From my perspective, the current Venezuela-U.S. confrontation, especially Washington’s tightened leverage over Venezuelan oil revenue flows and the knock-on effects for Chinese interests, will be read inside BRICS as a reminder that sovereign resources can still be constrained by financial chokepoints and sanctions politics. This does not automatically translate into BRICS taking Venezuela’s side, but it does strengthen the bloc’s long-running argument for more resilient South-South trade settlement, diversified energy chains, and financing instruments that reduce exposure to coercive measures, because many African and other developing economies face similar vulnerabilities around commodities, shipping, insurance, and correspondent banking. At the same time, BRICS’ expansion makes consensus harder: several members maintain significant ties with the U.S., so the most likely impact is a technocratic push rather than a loud political campaign.
And highlighting, specifically, the position of BRICS members (South Africa, Ethiopia and Egypt, as well as its partnering African States (Nigeria and Uganda)?

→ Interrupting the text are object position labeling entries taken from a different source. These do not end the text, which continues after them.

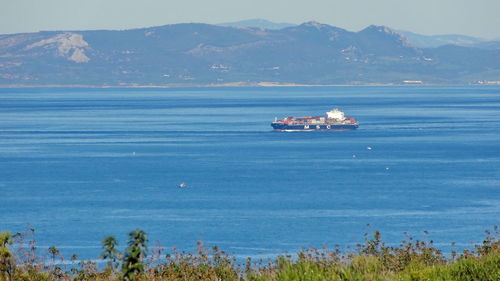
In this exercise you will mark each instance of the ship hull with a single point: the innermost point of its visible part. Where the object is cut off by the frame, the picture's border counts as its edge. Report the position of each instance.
(294, 128)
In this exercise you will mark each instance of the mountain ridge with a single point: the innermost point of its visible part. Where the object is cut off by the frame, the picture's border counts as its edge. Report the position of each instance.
(203, 54)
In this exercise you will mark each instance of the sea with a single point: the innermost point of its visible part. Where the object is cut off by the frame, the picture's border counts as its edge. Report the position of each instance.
(78, 165)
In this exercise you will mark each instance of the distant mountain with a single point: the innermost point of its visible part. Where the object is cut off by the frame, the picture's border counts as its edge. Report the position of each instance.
(258, 23)
(433, 41)
(203, 54)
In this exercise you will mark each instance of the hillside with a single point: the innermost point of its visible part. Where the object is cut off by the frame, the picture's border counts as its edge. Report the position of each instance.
(200, 54)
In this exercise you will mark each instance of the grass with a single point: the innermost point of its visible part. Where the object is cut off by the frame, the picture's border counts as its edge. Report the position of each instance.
(372, 260)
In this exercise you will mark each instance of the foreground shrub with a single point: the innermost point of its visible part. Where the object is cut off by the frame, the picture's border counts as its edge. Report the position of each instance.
(373, 260)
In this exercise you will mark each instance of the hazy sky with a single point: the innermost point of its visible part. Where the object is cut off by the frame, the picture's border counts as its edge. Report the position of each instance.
(479, 18)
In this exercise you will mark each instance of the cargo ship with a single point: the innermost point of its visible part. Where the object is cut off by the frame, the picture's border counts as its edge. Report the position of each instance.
(334, 120)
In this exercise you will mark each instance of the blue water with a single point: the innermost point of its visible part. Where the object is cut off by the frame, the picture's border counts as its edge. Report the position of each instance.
(80, 164)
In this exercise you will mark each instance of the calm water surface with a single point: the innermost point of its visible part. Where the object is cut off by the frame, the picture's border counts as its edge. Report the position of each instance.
(80, 164)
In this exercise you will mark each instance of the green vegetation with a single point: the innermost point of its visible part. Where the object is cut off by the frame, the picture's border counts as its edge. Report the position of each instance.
(372, 260)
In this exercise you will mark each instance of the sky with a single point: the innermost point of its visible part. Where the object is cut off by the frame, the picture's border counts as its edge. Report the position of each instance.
(479, 18)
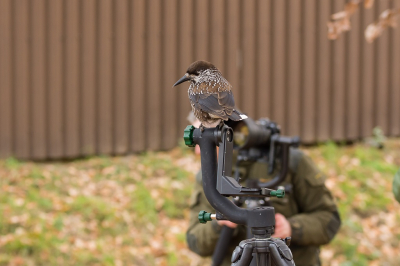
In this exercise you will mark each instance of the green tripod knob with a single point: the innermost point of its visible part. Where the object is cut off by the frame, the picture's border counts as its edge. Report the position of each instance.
(204, 217)
(188, 136)
(279, 193)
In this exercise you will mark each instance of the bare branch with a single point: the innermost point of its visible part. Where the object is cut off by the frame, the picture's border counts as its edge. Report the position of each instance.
(387, 18)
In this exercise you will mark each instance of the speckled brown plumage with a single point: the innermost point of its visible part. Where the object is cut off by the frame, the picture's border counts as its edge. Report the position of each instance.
(210, 94)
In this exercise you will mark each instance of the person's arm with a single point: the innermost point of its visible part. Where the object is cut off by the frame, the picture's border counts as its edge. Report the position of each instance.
(318, 220)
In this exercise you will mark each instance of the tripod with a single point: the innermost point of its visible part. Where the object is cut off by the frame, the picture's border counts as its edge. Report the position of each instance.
(218, 184)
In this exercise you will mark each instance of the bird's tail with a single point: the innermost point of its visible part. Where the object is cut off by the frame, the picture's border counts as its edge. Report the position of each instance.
(237, 116)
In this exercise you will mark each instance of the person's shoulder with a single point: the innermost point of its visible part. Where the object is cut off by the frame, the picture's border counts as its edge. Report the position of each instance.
(295, 157)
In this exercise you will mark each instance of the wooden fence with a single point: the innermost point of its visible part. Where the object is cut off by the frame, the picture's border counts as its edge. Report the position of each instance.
(84, 77)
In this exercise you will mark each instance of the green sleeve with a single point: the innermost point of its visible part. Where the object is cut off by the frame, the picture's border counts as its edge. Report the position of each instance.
(201, 238)
(396, 186)
(318, 220)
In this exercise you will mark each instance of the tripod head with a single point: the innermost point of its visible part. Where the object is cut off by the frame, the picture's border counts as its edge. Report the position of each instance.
(218, 184)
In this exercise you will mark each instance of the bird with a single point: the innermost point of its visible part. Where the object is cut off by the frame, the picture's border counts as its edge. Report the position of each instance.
(210, 95)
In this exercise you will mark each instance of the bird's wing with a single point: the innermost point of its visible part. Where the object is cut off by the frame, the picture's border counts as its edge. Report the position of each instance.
(220, 104)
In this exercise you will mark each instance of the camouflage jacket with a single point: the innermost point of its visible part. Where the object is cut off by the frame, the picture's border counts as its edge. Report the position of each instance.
(309, 208)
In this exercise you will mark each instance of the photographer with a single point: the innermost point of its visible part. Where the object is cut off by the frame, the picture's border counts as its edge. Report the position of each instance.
(307, 214)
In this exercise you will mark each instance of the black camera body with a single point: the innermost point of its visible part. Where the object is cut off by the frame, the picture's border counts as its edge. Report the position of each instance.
(258, 141)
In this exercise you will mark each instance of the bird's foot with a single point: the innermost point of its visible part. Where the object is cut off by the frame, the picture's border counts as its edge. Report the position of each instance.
(201, 128)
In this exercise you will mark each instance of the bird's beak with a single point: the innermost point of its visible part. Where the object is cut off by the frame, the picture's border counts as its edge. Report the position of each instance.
(182, 79)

Venezuela crisis urges African members to demand that BRICS deliver usable financial and trade tools. For South Africa, Ethiopia, and Egypt, the Venezuela case is more about the precedent: how quickly external pressure can reshape a country’s fiscal room, debt dynamics, and even investor perceptions when energy revenues and sanctions compliance collide. South Africa will likely argue that BRICS should prioritize investment, industrialization, and trade facilitation. Ethiopia and Egypt, both debt-sensitive and searching for FDI, will be especially attentive to anything that helps de-risk financing, while avoiding steps that could trigger secondary-sanctions anxieties or scare off diversified investors.
Would the latest geopolitical developments ultimately shape the agenda for BRICS 2026 under India’s presidency?
India’s 2026 chairmanship is already framed around “Resilience, Innovation, Cooperation and Sustainability,” and Venezuela’s shock (paired with broader sanction/market-volatility lessons) will likely sharpen the resilience part. From an African perspective, that is an opportunity: South Africa, Ethiopia, and Egypt can press India to translate the theme into deliverables that matter on the ground: food and fertilizer stability, affordable energy access, infrastructure funding. India, in turn, has incentives to keep BRICS focused on economic problem-solving rather than becoming hostage to any single flashpoint. So the Venezuela episode may function as a cautionary case study that accelerates practical cooperation where African members have the most to gain. And I would add: the BRICS agenda will become increasingly Africa-centered simply because Africa’s weight globally is rising, and recent summit discussions have repeatedly highlighted African participation as a core Global South vector. South Africa’s G20 chairmanship last year explicitly framed around putting Africa’s development priorities high on the agenda, further proves this point.